Земана в коридоре уже ждали притихшие и взволнованные мать, Бланка и Лидушка. Он подошел к ним и тихо проговорил, как бы извиняясь за то, что их всех теперь ожидает:
— Простите меня... Иначе я не мог.
Но они не сердились. Мать сжала руку сына и растроганно сказала:
— Молодец, Гонзик!
Лидушка с детской непосредственностью обняла его, поцеловала в щеку и всхлипнула:
— Я горжусь тобой, папа!
А Бланка без слов взяла его под руку и повела. Из зала суда выскочил побледневший прокурор Стрейчек и бросился за ними по коридору.
— Что ты наделал, Гонза? — причитал он. — Ты с ума сошел?

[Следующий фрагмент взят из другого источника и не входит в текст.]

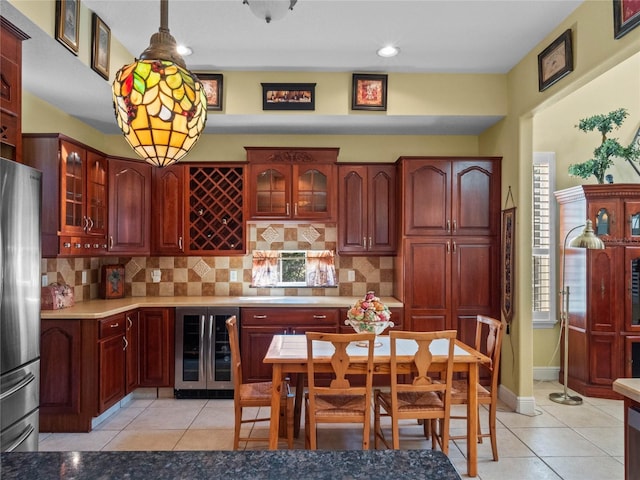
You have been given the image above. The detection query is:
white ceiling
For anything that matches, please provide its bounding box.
[0,0,583,135]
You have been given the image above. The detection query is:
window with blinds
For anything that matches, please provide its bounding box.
[531,152,556,328]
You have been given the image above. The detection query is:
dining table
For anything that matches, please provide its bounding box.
[263,335,491,477]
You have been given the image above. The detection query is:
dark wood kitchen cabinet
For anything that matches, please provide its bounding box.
[139,308,175,387]
[394,157,501,338]
[240,307,340,382]
[0,17,29,162]
[245,147,339,222]
[338,164,398,256]
[108,157,151,255]
[23,134,109,257]
[555,183,640,398]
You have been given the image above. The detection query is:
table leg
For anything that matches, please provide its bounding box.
[269,363,282,450]
[467,363,478,477]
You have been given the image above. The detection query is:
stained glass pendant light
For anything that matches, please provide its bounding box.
[113,0,207,167]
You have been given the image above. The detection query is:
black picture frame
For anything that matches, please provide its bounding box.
[91,13,111,80]
[194,72,223,110]
[56,0,80,55]
[351,73,387,111]
[261,83,316,110]
[538,28,573,92]
[613,0,640,39]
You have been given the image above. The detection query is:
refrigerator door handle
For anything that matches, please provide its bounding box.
[0,372,36,400]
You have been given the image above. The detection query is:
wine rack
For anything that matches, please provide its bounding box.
[188,166,246,254]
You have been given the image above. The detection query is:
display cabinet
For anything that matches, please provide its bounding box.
[245,147,339,222]
[555,184,640,398]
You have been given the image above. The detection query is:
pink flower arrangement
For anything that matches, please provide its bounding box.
[345,292,391,324]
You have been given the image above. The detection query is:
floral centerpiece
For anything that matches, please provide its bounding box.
[344,292,393,335]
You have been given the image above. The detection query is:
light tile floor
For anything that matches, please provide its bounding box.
[40,382,624,480]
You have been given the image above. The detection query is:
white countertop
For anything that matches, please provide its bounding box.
[613,378,640,403]
[40,296,403,319]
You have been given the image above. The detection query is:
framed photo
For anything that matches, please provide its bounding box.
[538,29,573,92]
[613,0,640,38]
[501,207,516,323]
[261,83,316,110]
[100,265,124,299]
[196,73,222,110]
[56,0,80,55]
[351,73,387,111]
[91,13,111,80]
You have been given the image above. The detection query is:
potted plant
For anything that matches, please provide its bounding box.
[569,108,640,183]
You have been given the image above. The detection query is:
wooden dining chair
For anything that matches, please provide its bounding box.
[305,332,375,450]
[451,315,504,462]
[226,315,294,450]
[373,330,456,454]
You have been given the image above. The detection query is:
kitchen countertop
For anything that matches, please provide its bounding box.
[0,450,461,480]
[40,296,403,320]
[613,378,640,403]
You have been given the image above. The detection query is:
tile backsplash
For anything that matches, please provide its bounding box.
[41,223,394,302]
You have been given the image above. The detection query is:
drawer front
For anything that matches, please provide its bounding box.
[241,308,340,326]
[99,315,126,338]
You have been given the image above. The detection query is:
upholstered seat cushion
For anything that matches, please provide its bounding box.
[378,392,444,412]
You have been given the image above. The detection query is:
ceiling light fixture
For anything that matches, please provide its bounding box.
[113,0,207,167]
[242,0,298,23]
[376,45,400,58]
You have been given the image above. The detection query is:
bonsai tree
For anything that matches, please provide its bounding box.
[569,108,640,183]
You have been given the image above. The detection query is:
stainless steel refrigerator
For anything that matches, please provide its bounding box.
[0,158,42,452]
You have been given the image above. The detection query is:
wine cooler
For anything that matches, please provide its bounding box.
[175,307,240,398]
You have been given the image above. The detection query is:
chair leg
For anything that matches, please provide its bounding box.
[233,402,242,450]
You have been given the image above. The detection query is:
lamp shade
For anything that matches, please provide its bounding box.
[569,220,605,250]
[113,60,207,167]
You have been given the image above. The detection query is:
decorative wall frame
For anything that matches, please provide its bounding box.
[100,265,124,299]
[351,73,387,111]
[194,72,222,110]
[500,207,516,323]
[91,13,111,80]
[613,0,640,38]
[538,29,573,92]
[261,83,316,110]
[56,0,80,55]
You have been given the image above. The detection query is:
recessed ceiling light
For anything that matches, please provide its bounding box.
[176,45,193,57]
[377,45,400,58]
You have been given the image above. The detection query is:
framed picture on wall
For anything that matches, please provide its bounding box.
[351,73,387,111]
[613,0,640,38]
[91,13,111,80]
[196,73,222,110]
[56,0,80,55]
[262,83,316,110]
[538,29,573,92]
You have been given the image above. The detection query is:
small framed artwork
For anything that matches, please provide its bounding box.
[56,0,80,55]
[91,13,111,80]
[613,0,640,38]
[196,73,222,110]
[261,83,316,110]
[100,265,124,299]
[538,29,573,92]
[351,73,387,111]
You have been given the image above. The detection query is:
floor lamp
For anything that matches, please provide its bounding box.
[549,220,605,405]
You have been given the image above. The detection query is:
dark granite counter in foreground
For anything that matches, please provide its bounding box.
[0,450,460,480]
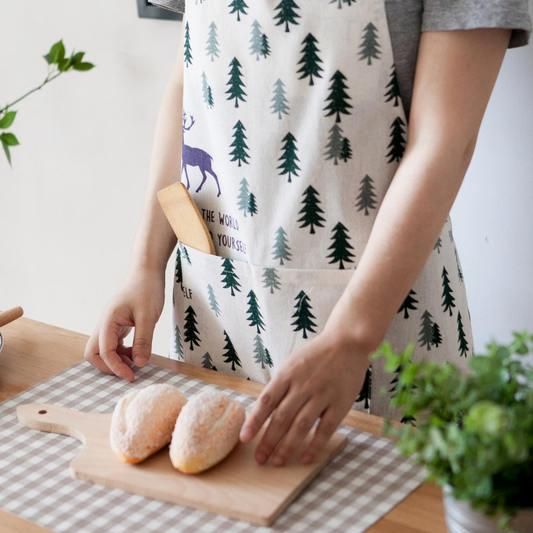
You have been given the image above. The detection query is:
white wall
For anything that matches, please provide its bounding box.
[0,0,533,354]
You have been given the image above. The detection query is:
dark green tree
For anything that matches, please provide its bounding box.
[248,290,265,334]
[327,222,355,269]
[278,131,300,183]
[355,174,377,215]
[226,57,246,107]
[398,289,418,319]
[222,257,241,296]
[298,33,323,85]
[230,120,250,166]
[273,226,292,265]
[222,330,242,372]
[387,117,407,163]
[359,22,381,65]
[291,291,317,339]
[263,267,281,294]
[298,185,326,233]
[324,70,353,122]
[441,267,455,316]
[274,0,300,32]
[183,305,200,350]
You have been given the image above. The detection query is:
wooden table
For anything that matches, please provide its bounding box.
[0,318,446,533]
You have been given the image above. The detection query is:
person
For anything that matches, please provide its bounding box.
[85,0,531,465]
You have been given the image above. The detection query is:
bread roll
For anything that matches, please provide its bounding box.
[170,390,244,474]
[110,384,187,463]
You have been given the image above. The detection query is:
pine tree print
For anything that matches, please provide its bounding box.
[327,222,355,269]
[263,267,281,294]
[385,65,401,107]
[355,174,377,215]
[277,131,300,183]
[202,352,217,372]
[226,57,246,107]
[457,311,468,357]
[222,330,242,372]
[222,257,241,296]
[418,309,433,350]
[229,0,248,21]
[207,283,221,316]
[183,21,192,67]
[359,22,381,65]
[441,267,455,316]
[273,226,292,265]
[324,70,353,122]
[398,289,418,319]
[355,366,372,409]
[230,120,250,166]
[274,0,300,32]
[291,291,317,339]
[206,21,220,61]
[248,290,265,334]
[270,78,289,120]
[387,117,407,163]
[298,33,323,85]
[298,185,326,233]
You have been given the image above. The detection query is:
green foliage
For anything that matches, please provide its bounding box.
[373,331,533,527]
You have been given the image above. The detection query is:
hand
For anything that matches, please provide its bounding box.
[84,270,165,381]
[240,330,369,466]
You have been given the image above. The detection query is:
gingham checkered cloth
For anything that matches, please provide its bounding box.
[0,363,424,533]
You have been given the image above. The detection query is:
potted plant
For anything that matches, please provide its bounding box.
[373,332,533,533]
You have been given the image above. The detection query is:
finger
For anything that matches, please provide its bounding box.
[240,375,289,443]
[302,407,342,463]
[132,314,155,367]
[272,396,327,466]
[255,389,308,464]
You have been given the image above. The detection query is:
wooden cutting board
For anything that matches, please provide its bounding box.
[17,404,346,526]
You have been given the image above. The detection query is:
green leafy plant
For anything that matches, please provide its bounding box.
[373,331,533,528]
[0,40,94,165]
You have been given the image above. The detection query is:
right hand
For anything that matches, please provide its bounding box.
[84,270,165,381]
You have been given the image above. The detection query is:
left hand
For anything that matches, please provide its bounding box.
[240,331,369,466]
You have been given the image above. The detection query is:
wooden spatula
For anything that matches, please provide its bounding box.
[157,182,215,254]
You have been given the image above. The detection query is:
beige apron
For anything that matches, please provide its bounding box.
[171,0,473,415]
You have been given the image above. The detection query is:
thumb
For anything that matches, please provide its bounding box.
[131,316,155,366]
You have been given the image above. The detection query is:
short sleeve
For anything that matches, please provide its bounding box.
[422,0,531,48]
[148,0,185,14]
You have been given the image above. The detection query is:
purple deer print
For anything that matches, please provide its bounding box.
[181,113,220,196]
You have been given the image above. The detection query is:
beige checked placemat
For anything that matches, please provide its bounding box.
[0,363,424,533]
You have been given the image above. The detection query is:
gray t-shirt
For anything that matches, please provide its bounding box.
[149,0,531,115]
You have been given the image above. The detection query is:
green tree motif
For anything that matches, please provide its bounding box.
[229,0,248,22]
[327,222,355,269]
[277,131,300,183]
[274,0,300,32]
[359,22,381,65]
[222,330,242,372]
[441,267,455,316]
[206,21,220,61]
[355,174,377,216]
[226,57,246,107]
[222,257,241,296]
[398,289,418,319]
[248,290,265,334]
[183,305,200,350]
[298,185,326,233]
[273,226,292,265]
[324,70,353,122]
[230,120,250,166]
[387,117,407,163]
[297,33,323,85]
[291,291,317,339]
[263,267,281,294]
[270,78,289,120]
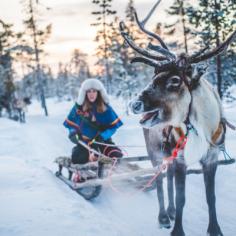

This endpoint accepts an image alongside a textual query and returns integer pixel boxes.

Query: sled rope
[90,141,146,148]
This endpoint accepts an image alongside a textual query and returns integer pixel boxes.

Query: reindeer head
[120,12,236,128]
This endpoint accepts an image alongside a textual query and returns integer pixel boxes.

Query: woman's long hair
[83,91,106,113]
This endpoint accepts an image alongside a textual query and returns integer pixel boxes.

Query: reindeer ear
[166,75,182,91]
[190,66,207,89]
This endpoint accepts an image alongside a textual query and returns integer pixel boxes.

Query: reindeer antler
[189,30,236,64]
[120,21,168,61]
[120,7,236,72]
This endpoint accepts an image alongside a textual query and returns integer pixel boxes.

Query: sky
[0,0,173,73]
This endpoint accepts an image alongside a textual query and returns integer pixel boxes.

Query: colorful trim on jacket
[63,104,123,141]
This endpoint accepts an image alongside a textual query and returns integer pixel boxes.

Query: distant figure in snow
[14,97,31,123]
[64,79,123,167]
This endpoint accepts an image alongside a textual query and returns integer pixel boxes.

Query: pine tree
[23,0,51,116]
[188,0,236,98]
[165,0,190,54]
[92,0,116,92]
[0,20,15,112]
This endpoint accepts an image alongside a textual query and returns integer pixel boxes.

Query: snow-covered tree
[187,0,236,97]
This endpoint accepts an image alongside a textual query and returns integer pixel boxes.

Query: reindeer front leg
[203,162,223,236]
[171,163,186,236]
[167,163,175,220]
[156,173,171,229]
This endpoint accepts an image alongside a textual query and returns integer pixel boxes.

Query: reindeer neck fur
[181,78,222,165]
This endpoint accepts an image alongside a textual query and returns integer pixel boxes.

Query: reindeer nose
[130,101,143,114]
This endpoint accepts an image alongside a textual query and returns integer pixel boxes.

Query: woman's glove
[69,133,79,144]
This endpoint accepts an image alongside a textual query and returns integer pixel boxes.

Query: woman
[64,79,123,164]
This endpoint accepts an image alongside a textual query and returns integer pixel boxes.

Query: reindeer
[120,10,236,236]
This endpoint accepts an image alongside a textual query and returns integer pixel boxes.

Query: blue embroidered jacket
[63,104,123,141]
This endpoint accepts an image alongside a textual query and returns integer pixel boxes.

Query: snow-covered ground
[0,100,236,236]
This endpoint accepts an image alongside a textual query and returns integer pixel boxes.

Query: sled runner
[55,156,156,200]
[55,156,235,200]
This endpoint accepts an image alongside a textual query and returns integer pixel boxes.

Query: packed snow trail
[0,100,236,236]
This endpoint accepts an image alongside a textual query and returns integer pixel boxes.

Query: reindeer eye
[166,76,182,91]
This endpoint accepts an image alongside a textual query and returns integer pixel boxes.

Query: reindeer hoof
[170,229,185,236]
[158,214,171,229]
[207,224,224,236]
[167,207,176,220]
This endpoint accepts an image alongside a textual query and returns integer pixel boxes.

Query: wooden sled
[55,156,235,200]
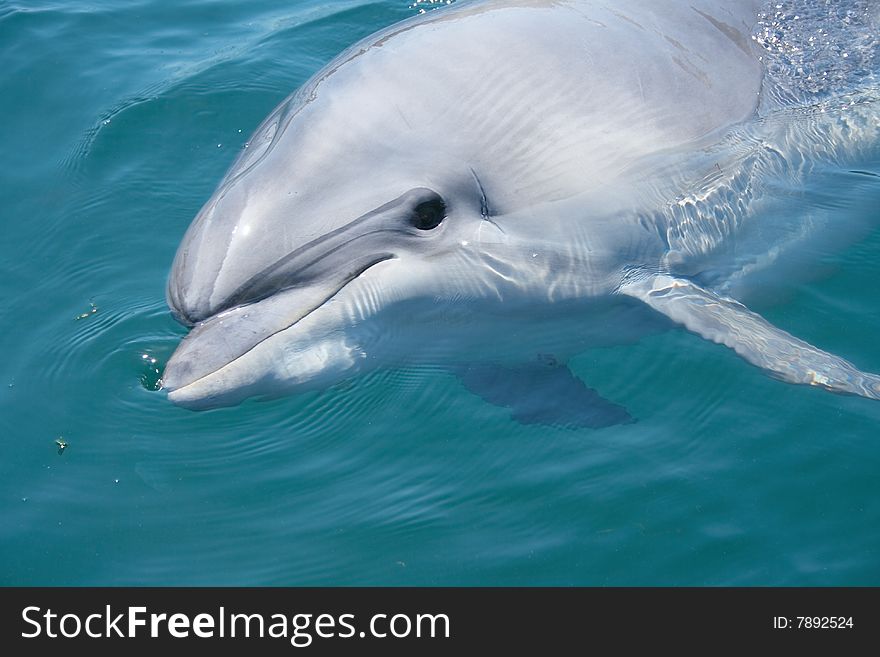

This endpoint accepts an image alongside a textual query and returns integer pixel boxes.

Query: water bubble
[140,353,162,392]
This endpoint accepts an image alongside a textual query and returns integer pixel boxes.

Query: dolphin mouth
[160,253,396,394]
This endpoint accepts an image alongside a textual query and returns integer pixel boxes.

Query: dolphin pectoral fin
[456,356,633,429]
[619,275,880,400]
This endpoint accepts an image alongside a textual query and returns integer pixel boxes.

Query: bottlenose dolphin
[163,0,880,418]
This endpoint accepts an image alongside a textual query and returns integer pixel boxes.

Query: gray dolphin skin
[163,0,880,412]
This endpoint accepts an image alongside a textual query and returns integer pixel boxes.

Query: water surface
[0,0,880,585]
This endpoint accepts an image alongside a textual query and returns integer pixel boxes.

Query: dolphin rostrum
[163,0,880,426]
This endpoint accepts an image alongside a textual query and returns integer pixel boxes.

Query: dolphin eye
[409,196,446,230]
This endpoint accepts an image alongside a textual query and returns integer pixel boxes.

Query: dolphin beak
[162,255,393,407]
[162,286,338,392]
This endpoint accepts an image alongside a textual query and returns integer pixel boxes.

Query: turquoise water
[0,0,880,585]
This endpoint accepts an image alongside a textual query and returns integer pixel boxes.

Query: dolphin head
[163,0,754,407]
[163,29,524,407]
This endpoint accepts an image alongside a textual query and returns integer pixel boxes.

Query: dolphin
[162,0,880,418]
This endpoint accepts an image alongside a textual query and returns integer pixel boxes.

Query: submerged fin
[456,356,633,429]
[620,275,880,399]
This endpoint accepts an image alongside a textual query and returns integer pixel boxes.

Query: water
[0,0,880,585]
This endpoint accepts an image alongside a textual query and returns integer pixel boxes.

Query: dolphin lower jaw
[168,327,364,410]
[162,254,393,405]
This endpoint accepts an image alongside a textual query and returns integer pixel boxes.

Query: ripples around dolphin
[0,0,880,585]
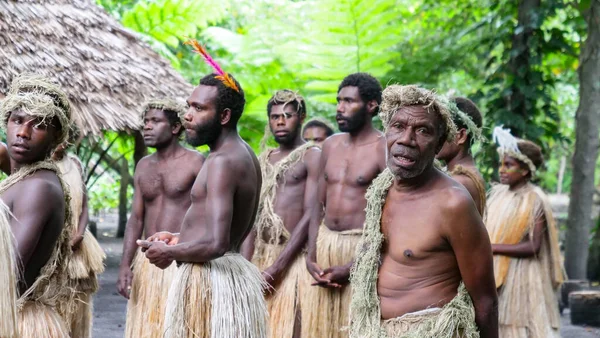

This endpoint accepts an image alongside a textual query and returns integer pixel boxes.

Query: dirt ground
[92,215,600,338]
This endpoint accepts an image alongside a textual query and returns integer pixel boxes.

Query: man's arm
[452,175,482,215]
[162,156,241,263]
[443,192,498,338]
[0,142,10,175]
[265,147,321,285]
[117,168,145,299]
[10,178,65,267]
[492,214,546,258]
[240,227,256,261]
[71,159,89,250]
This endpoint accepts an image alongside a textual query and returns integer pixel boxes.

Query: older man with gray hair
[350,85,498,338]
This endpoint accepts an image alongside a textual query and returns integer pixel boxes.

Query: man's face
[385,106,441,179]
[335,86,371,133]
[6,110,58,164]
[302,127,327,145]
[269,104,304,144]
[142,109,181,148]
[183,85,223,147]
[498,155,529,186]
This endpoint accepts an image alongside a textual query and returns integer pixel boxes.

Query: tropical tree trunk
[506,0,542,136]
[565,0,600,279]
[117,158,130,238]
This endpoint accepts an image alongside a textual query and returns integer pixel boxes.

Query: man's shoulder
[12,170,64,202]
[321,133,349,150]
[183,148,206,162]
[436,174,474,214]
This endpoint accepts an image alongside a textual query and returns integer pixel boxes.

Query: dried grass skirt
[381,283,480,338]
[301,224,362,338]
[252,243,312,338]
[164,253,268,338]
[125,250,177,338]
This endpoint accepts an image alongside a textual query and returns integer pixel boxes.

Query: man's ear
[454,128,469,146]
[220,108,231,126]
[171,122,183,135]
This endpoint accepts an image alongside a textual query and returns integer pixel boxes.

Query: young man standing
[246,89,321,338]
[139,72,268,338]
[436,97,486,215]
[0,75,75,338]
[117,99,204,338]
[302,73,385,338]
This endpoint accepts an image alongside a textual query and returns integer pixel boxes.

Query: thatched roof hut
[0,0,192,135]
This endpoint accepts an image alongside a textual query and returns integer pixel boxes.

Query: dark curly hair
[452,97,483,145]
[200,73,246,126]
[338,73,383,114]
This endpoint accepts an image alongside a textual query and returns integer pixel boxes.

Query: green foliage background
[90,0,596,211]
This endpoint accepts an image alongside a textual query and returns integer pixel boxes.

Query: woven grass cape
[350,168,479,338]
[0,160,77,337]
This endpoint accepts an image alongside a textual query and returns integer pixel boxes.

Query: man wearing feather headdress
[302,73,385,338]
[485,127,565,338]
[436,97,486,215]
[117,99,204,338]
[245,89,321,338]
[0,75,76,338]
[138,41,268,338]
[350,85,498,338]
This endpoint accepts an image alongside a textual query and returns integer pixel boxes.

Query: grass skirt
[381,283,480,338]
[302,224,362,338]
[164,253,268,338]
[0,201,18,338]
[125,250,177,338]
[19,301,69,338]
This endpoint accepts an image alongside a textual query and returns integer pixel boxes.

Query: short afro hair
[517,139,544,174]
[451,97,483,144]
[142,99,185,136]
[302,118,334,137]
[338,73,383,114]
[200,73,246,125]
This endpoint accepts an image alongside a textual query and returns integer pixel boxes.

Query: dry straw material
[0,0,192,135]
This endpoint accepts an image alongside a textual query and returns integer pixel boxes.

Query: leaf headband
[183,39,240,93]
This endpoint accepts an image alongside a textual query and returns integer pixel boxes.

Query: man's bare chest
[140,169,195,199]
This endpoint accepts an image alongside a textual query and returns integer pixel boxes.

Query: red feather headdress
[183,39,240,93]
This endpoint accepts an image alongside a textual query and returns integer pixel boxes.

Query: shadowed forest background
[77,0,600,280]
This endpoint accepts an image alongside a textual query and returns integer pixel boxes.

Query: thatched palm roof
[0,0,192,134]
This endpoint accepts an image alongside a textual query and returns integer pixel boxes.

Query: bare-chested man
[436,97,486,215]
[139,74,268,338]
[0,75,73,337]
[302,118,333,145]
[245,89,321,338]
[117,100,204,338]
[351,85,498,338]
[302,73,385,338]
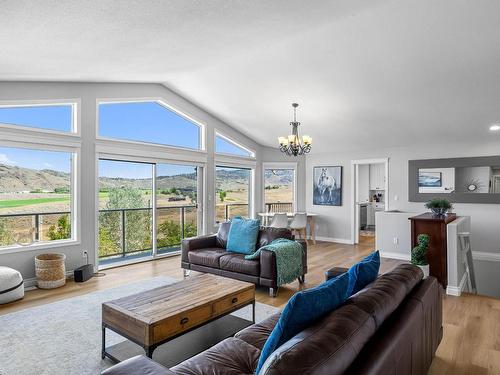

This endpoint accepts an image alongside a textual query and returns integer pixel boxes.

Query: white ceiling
[0,0,500,151]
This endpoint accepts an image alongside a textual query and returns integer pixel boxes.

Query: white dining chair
[290,213,307,239]
[269,213,288,228]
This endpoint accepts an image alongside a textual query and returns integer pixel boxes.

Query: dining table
[258,212,318,245]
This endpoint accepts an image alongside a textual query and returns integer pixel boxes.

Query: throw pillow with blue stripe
[255,273,349,374]
[226,216,260,254]
[347,251,380,296]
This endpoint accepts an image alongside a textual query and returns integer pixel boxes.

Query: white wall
[0,82,286,278]
[306,141,500,297]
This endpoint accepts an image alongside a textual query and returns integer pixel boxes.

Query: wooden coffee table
[101,274,255,362]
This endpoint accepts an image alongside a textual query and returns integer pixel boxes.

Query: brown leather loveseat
[181,222,307,297]
[103,264,443,375]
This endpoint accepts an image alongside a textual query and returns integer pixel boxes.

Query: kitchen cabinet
[370,164,385,190]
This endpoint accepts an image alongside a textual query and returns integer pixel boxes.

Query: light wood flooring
[0,237,500,375]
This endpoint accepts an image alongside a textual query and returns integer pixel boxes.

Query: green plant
[47,215,71,241]
[425,198,453,211]
[410,234,429,266]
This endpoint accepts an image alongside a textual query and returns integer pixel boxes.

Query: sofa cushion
[234,312,281,350]
[219,253,260,276]
[226,217,260,254]
[257,227,293,249]
[188,247,227,268]
[347,251,380,296]
[256,274,349,373]
[216,221,231,249]
[170,337,259,375]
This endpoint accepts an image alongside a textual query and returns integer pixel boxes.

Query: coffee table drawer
[153,305,212,342]
[214,289,255,316]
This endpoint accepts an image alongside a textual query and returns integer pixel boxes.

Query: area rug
[0,277,277,375]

Ведь мы уже почти выиграли... Этим ты себя уничтожил...
Земан, окруженный тремя женщинами — самыми близкими ему людьми, в простой человеческой отваге и любви которых он обрел теперь еще большую уверенность и силу, остановился.
— Нет, это начало, — спокойно ответил он Стрейчеку. — Теперь я понимаю нашего друга Житного... Знаешь Галаса?
И выражение его лица, когда он вышел из здания суда в будни пражских улиц, немного опьяневших от солнца и этой сумасшедшей весны, было опять решительным и спокойным.
17 апреля 1969 года майор Ян Земан снова стал начальником пражского уголовного розыска.